Otto Jesperson asserts that it is men rather than women
introduce ‘new and fresh expressions’ and thus men who
are ‘the chief renovators of language’.
So in the 18th century women were held to be culprits or
accused for introducing ephemeral words and credited
men with introducing new words to the lexicon.
10. Language is defined by these 18th century
writers in terms of male language; the way man
talk is seen as the norm while women’s language
is deviant.
The androcentric bis is still present in 20th
century as Jesperson asserted in his book that
‘’the vocabulary of a women as a rule is much
less extensive than that of a man’’, he supported
this by an experiment in which male college
students used a greater variety of words than
female college students.
He also says that women differ from men in their
extensive use of certain adjectives such as pretty
and nice.
11. Robin Lakoff noted in her work Language and
Women’s place that 20th century linguistic interest
was in gender differences specifically ‘’empty’’

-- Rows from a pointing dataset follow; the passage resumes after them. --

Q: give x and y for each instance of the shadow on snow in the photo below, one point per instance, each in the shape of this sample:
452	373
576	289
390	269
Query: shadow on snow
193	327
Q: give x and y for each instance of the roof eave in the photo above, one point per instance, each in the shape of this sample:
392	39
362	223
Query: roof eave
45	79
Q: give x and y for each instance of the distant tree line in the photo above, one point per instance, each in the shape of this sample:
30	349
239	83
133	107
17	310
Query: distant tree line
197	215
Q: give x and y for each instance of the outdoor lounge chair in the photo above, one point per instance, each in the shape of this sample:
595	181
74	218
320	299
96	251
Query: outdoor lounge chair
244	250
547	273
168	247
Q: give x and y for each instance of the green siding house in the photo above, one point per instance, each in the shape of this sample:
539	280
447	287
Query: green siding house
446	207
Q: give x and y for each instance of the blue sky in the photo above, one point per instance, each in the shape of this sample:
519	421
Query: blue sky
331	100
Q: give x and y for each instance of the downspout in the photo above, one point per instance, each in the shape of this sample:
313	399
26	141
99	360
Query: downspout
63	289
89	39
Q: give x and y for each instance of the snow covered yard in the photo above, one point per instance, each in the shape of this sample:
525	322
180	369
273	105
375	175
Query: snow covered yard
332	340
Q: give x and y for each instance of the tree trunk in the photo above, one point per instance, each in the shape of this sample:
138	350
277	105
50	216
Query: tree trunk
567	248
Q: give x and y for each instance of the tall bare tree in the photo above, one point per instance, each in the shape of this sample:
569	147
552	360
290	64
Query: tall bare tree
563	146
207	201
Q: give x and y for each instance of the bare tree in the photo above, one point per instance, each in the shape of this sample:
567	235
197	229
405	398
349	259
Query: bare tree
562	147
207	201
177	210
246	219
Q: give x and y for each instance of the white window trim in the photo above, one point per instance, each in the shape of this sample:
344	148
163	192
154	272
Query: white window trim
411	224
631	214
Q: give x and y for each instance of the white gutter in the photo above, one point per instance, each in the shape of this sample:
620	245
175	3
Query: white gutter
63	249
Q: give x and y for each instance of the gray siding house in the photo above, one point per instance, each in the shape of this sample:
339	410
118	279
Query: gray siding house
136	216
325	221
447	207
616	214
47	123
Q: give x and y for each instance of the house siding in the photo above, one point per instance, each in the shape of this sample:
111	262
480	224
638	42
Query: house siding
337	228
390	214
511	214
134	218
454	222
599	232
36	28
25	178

adjectives like divine, charming , cute… as typical of
what she calls women's language.
According to Jesperson that women differ from men
even in the use of adverbs and she says that ‘‘this
little adverb is a great favourite with ladies, in
conjunction with an adjectives’’and she also gives
examples such as ‘it is so lovely’, ‘thank you so
much’, ‘he is so charming’.She gives explanation for
this gender preferential usage is that women much
more often than men break off without finishing their
sentences because they start talking without having
thought out what they are going to say.